> > Although that is rather an old-fashioned science museum, it is one of the > few places I've been that has a Foucault pendulum marked to show where the > bob will be at a given hour -- the point being that it does *not* go > through a full circle in 24 hours, as many suppose. (It would only do so at > the poles.) I confess that I myself was unaware of the latitude dependence > until I visited the CNAM. The precise equation involved is a simple example > of a natural context in which the cosecant function arises. >
Some years ago, a sequence of Foucault pendulums was built here at Monash by the late Carl Moppert of this department and (now Emeritus) Professor Bill Bonwick of Electrical Engeineering. The latest of this series still functions in the building which houses my office and it takes up the whole of an otherwise unused liftwell.

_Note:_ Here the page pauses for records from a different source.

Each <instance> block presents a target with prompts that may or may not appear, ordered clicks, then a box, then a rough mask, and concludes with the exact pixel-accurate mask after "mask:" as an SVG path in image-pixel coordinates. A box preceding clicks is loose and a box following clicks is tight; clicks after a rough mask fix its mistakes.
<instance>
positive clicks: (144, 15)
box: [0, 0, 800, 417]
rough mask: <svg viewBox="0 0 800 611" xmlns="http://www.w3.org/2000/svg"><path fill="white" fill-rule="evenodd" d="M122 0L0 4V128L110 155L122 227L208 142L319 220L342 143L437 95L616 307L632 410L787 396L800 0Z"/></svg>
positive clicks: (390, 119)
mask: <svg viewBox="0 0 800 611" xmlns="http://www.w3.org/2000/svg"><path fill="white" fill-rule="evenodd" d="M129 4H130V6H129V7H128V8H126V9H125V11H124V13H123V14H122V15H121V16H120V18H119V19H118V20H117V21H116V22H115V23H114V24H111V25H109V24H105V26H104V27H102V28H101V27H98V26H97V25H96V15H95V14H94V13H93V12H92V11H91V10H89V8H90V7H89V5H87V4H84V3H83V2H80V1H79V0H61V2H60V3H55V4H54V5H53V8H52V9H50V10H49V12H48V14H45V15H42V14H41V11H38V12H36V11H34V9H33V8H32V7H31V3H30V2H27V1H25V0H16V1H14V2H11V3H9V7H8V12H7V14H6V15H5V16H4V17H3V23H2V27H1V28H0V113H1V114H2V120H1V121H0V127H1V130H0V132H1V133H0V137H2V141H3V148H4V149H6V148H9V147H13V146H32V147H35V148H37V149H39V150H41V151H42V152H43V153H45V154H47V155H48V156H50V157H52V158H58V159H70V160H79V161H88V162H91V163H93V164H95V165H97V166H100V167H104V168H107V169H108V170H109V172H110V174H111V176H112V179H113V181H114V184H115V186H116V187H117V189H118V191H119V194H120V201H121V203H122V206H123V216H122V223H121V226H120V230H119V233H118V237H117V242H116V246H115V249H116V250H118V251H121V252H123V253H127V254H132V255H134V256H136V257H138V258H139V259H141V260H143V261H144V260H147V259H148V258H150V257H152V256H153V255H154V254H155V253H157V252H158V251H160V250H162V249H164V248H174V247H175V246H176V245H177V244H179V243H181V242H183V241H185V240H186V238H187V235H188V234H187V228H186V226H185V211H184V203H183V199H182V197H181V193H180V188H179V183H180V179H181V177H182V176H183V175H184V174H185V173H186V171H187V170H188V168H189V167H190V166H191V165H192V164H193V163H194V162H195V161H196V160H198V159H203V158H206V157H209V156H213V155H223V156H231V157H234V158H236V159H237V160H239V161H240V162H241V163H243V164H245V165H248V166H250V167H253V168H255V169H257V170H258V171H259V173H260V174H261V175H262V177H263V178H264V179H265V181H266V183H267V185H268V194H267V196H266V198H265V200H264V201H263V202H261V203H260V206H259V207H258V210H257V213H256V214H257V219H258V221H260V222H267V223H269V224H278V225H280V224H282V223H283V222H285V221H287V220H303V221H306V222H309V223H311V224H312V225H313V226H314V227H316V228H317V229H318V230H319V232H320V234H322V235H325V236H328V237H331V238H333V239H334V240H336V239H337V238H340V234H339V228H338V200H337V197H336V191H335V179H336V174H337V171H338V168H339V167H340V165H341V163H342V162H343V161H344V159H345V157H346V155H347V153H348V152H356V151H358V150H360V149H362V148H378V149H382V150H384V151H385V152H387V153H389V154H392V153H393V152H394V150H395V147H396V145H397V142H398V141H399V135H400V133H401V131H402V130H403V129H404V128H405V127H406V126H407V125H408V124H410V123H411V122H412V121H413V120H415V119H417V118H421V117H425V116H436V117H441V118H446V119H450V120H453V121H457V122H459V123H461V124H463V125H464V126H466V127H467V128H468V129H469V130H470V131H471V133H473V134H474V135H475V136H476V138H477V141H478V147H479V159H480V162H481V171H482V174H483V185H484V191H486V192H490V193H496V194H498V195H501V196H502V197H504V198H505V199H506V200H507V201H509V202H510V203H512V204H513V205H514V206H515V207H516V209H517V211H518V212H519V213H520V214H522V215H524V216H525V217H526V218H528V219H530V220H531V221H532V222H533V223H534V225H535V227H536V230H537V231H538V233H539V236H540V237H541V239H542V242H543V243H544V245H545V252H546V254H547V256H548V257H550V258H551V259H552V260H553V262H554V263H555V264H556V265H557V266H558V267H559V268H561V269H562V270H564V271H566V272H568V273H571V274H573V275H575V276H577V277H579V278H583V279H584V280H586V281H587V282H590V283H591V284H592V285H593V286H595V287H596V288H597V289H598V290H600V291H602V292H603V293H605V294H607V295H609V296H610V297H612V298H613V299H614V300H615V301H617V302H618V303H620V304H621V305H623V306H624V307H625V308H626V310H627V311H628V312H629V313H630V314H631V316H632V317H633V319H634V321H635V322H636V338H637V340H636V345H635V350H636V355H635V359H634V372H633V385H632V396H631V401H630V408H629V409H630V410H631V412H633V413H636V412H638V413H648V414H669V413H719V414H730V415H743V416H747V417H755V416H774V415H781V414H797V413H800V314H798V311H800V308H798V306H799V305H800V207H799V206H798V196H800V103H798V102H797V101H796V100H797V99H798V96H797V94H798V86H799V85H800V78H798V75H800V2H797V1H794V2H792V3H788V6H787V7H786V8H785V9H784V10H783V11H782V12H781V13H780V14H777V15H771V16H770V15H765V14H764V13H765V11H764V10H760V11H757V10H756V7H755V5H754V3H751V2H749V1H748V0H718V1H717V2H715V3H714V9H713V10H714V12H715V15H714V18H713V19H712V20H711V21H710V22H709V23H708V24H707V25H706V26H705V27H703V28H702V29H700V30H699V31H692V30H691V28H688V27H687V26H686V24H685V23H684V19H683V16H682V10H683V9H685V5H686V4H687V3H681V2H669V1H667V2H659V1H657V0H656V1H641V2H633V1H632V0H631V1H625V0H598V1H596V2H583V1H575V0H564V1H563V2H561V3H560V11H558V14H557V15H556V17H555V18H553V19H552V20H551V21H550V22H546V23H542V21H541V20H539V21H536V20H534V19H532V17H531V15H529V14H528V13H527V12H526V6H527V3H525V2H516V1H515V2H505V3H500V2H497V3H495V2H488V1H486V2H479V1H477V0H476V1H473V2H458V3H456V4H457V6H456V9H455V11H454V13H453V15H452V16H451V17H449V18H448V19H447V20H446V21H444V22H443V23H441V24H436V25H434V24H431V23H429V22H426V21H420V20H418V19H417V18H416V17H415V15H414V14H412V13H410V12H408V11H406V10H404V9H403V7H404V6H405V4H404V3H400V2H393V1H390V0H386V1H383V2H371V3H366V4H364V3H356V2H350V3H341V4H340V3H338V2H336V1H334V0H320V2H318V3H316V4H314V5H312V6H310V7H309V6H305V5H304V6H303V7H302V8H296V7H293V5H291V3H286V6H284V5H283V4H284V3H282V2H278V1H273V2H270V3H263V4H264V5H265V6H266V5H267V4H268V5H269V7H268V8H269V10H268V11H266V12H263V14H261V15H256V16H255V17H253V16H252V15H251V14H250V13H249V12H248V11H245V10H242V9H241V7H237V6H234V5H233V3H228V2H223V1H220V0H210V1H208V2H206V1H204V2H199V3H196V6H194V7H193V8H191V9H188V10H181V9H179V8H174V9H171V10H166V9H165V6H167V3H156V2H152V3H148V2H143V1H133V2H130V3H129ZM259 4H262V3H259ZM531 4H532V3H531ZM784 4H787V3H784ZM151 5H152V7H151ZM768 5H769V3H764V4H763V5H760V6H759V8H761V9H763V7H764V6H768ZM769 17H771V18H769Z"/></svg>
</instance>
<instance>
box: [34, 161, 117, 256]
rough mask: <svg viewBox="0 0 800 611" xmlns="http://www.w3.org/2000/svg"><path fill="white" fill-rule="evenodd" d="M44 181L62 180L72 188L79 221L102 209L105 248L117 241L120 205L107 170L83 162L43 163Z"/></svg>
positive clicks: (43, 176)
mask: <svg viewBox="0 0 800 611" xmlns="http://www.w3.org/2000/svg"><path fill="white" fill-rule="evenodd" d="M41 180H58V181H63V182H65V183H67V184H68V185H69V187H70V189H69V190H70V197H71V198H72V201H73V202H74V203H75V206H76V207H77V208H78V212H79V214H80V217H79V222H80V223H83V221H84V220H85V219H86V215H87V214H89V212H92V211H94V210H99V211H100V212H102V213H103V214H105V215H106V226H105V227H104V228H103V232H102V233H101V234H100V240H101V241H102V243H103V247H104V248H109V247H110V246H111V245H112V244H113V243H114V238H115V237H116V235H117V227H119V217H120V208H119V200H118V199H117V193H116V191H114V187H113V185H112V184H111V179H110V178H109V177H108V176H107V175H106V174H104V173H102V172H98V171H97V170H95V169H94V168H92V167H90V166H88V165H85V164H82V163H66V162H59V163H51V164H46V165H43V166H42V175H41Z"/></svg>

Bonwick devised a unique drive that can only accelerate the pendulum (and by just enough) in the direction of its motion, thius avoiding the problem of "running down".
A more serious problem with all Foucault pendulums is that of "ellipsing". For a pendulum to swing in a plane is an unstable mode of oscillation. The full solution is illustrated on the cover of the Dover edition of Routh's "Advanced dynamics of Rigid Bodies" and it consists of an elliptical motion with the ends of the ellipse rotating at a steady rate. This "ellipsing" must be suppressed as it is a much larger effect than the Foucault effect, which is hard to deteect if ellipsing is taking place.
Most Foucault pendulums use a device known as a Charron ring to this end, but the theory of this is not entirely agreed and the results not wonderfully good. In the American Journal of Physics of (some 10?) years ago there is a lengthy discussion on the matter.
Moppert & Bonwick did not use a Charron ring, but opted for a sponge rubber sleeve at the maximum amplitude of the swing. Later this was replaced by further electrical controls.
The results are still in considerable error, but are the best ever achieved. Moppert conducted an extensive correspondence with the curators of all known Foucault pendulums at the time and many curators quite openly admitted to "cheating", by advancing or retarding the pendulum in the hours that the public had no access.
A smaller version of the Moppert-Bonwick pendulum hangs in the McCoy (Geology) Building at the University of Melbourne. Monash has another Foucault Pendulum on display in its Physics department, but this is a smaller and conventional affair with a Charron ring.
For more on the theory, see Moppert's article in Q J R Ast Soc 21 (1980), pp 108-118.